Help build the future of open source observability software Open positions

Check out the open source projects we support Downloads

Grot cannot remember your choice unless you click the consent notice at the bottom.

Less is more: How Grafana Mimir queries run faster and more cost efficiently with fewer indexes

Less is more: How Grafana Mimir queries run faster and more cost efficiently with fewer indexes

2023-08-21 12 min

Over the past six months, we have been working on optimizing query performance in Grafana Mimir, the open source TSDB for long-term metrics storage. First, we tackled most of the out-of-memory errors in the Mimir store-gateway component by streaming results, as we discussed in a previous blog post. We also wrote about how we eliminated mmap from the store-gateway and as a result, health check timeouts largely disappeared. 

But even with those changes, we were still seeing spikes in memory usage in Mimir. This pushed us into a new round of investigations. With the help of continuous profiling and analyzing query execution, we discovered that the source of these issues ended up defying our basic assumptions about what makes a Prometheus query expensive. We tracked high volumes of memory consumption to what we thought would be the least resource-intensive stage of a query — finding the set of series that a query selects.  

In this blog post, we will dive into how the Mimir store-gateway selects the series for a query. Then we will introduce how we leveraged the structure of the Prometheus TSDB to avoid some inverted index lookups and reduced store-gateway memory usage in some clusters by up to 64%.

Tracking down OOMs

Finding the cause of an OOM error can be quite tricky. Unlike a correctness bug, OOM errors are caused by a multitude of factors: the number of users currently querying, the time range that their queries touch, the number of series that they touch, the number of currently available redundant store-gateway replicas in the Mimir cluster, the latency of the object storage provider, the state of the in-memory caches that the store-gateway uses, and numerous other variables — some within and many outside our control. This makes OOMs very hard to reproduce without spending a lot of time and effort in perfectly replicating the exact conditions occurring in production.

In addition, when looking at metrics from the store-gateways, we couldn’t spot any correlation with the number of queries per second, number of blocks queried per second, or the number of returned series per second that could have contributed to an OOM error. This meant that there was an issue with individual queries and how they query the data versus how many queries there are or how much data they query.

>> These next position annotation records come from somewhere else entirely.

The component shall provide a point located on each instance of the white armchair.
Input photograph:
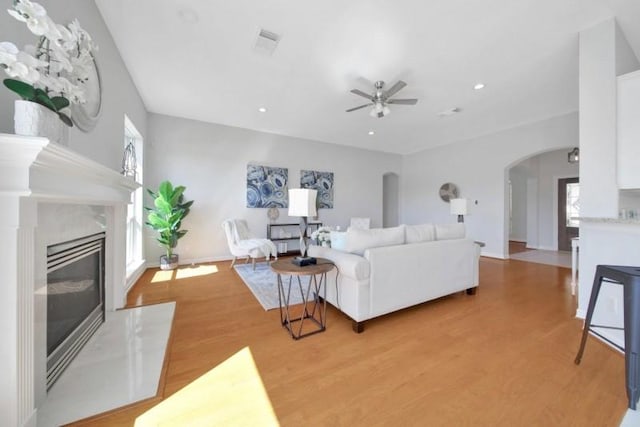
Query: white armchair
(242, 244)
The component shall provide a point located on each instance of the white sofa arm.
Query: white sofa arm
(350, 265)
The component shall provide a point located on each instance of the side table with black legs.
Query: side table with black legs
(313, 293)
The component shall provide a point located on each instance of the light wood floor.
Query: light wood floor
(503, 357)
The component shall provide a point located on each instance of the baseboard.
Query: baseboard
(189, 261)
(542, 248)
(492, 255)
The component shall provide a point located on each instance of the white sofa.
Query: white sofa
(384, 270)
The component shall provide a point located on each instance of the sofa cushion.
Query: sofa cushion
(349, 265)
(419, 233)
(450, 231)
(338, 240)
(360, 240)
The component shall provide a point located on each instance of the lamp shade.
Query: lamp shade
(302, 202)
(458, 206)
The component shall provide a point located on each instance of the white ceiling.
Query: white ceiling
(525, 51)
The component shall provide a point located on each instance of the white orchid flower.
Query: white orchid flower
(22, 72)
(8, 53)
(30, 60)
(61, 60)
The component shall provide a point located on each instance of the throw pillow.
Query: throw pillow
(359, 240)
(419, 233)
(450, 231)
(339, 240)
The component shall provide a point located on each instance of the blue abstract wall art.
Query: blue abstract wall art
(321, 181)
(267, 187)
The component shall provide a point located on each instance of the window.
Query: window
(573, 204)
(134, 209)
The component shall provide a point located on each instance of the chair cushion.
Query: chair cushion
(419, 233)
(450, 231)
(360, 240)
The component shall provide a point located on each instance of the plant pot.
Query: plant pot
(169, 263)
(31, 119)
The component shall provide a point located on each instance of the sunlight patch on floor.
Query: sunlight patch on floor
(184, 273)
(230, 394)
(162, 276)
(201, 270)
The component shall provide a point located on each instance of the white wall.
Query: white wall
(105, 143)
(604, 54)
(550, 167)
(211, 161)
(480, 169)
(518, 177)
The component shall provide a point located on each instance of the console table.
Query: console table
(314, 305)
(293, 229)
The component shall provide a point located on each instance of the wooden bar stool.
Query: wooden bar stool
(629, 278)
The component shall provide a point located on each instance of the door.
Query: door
(568, 211)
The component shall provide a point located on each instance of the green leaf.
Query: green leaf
(25, 90)
(43, 99)
(163, 206)
(165, 190)
(65, 119)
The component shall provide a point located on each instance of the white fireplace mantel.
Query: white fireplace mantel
(34, 171)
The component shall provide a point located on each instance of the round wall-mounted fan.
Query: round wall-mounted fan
(380, 98)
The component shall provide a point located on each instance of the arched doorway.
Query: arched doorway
(534, 200)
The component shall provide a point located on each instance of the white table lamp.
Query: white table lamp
(458, 207)
(302, 203)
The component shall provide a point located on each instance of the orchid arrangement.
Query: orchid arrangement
(53, 72)
(322, 234)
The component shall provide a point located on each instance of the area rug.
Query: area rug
(263, 283)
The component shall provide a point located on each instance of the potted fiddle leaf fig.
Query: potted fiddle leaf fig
(166, 217)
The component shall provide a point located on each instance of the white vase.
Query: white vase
(31, 119)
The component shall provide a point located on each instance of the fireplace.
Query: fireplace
(75, 299)
(40, 184)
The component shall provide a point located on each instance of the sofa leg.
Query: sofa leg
(358, 327)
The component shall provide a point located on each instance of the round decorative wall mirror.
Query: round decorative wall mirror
(449, 191)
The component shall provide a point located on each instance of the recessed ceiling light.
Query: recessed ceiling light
(449, 112)
(188, 16)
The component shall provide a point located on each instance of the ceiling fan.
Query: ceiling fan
(380, 98)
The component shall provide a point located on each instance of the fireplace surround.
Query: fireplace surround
(37, 176)
(75, 299)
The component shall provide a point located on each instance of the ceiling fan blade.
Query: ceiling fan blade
(361, 93)
(359, 107)
(395, 88)
(402, 101)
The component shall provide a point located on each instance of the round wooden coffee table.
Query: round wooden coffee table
(312, 311)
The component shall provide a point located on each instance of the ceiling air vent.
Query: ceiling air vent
(266, 42)
(449, 112)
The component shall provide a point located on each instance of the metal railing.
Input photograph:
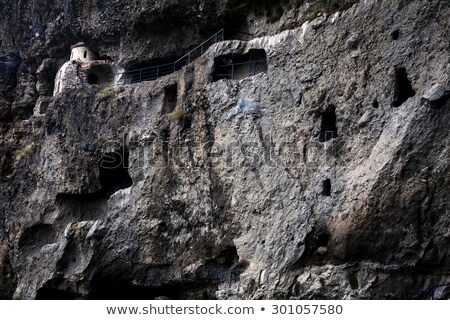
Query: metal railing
(255, 67)
(155, 72)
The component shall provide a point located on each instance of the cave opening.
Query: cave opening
(240, 66)
(170, 98)
(92, 78)
(328, 129)
(47, 293)
(323, 239)
(403, 89)
(113, 288)
(326, 187)
(395, 35)
(113, 171)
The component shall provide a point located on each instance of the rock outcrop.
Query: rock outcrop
(335, 185)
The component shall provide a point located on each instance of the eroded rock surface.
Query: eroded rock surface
(338, 187)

To help investigate this uncertainty, we used two techniques: continuous profiling and active queries tracking. Let’s take a look at both to see what we found with each.

Continuous profiling for identifying OOM errors

We used Grafana Pyroscope, the open source continuous profiling platform, to fetch and store memory profiles from our store-gateways every 15 seconds. This helped us see which functions in our code were responsible for the most in-use memory and thus contributing most to OOMs.

We couldn’t have the state of memory utilization at the time of an OOM error. But we could analyze memory usage leading up to the OOM and the memory usage of other replicas of the store-gateway that only had a spike in memory usage instead of a full-blown OOM error. 

What we found was surprising. As much as 95% of memory was taken up by series IDs (also called “postings”), which are 64-bit integers that identify a time series within a TSDB block. (See the previous blog post for more details about what part they play in a Prometheus query.)

Series IDs are expected to be negligible compared to the size of the series labels and chunks of samples, but for some reason they weren’t. Below is a profile that shows that the function fetchPostings is taking up 15.2GiB out of the total 16GiB of heap in a store-gateway replica. It’s also important to note that the fetched series IDs are not only the IDs of the series effectively returned by the query. They also include IDs fetched during intermediate steps of the query execution, as we’ll see more in detail later on.

Continuous profiling dashboard showing Mimir resource usage.

Active queries tracker in Mimir

Mimir has a feature that allows us to see which queries were being executed by a process when it crashed. This feature, called active queries tracker, is particularly useful to see exactly which queries were being executed at the time of the store-gateway OOM.

Mimir writes all incoming queries to a file and removes them from the file when they complete. If Mimir exits cleanly, there shouldn’t be any active queries in the file. If Mimir crashes, then the file contains all the queries that were being executed at the time of the crash. When Mimir starts up, it checks whether there were unfinished queries in the file and logs them to standard out, and we can query them in Loki.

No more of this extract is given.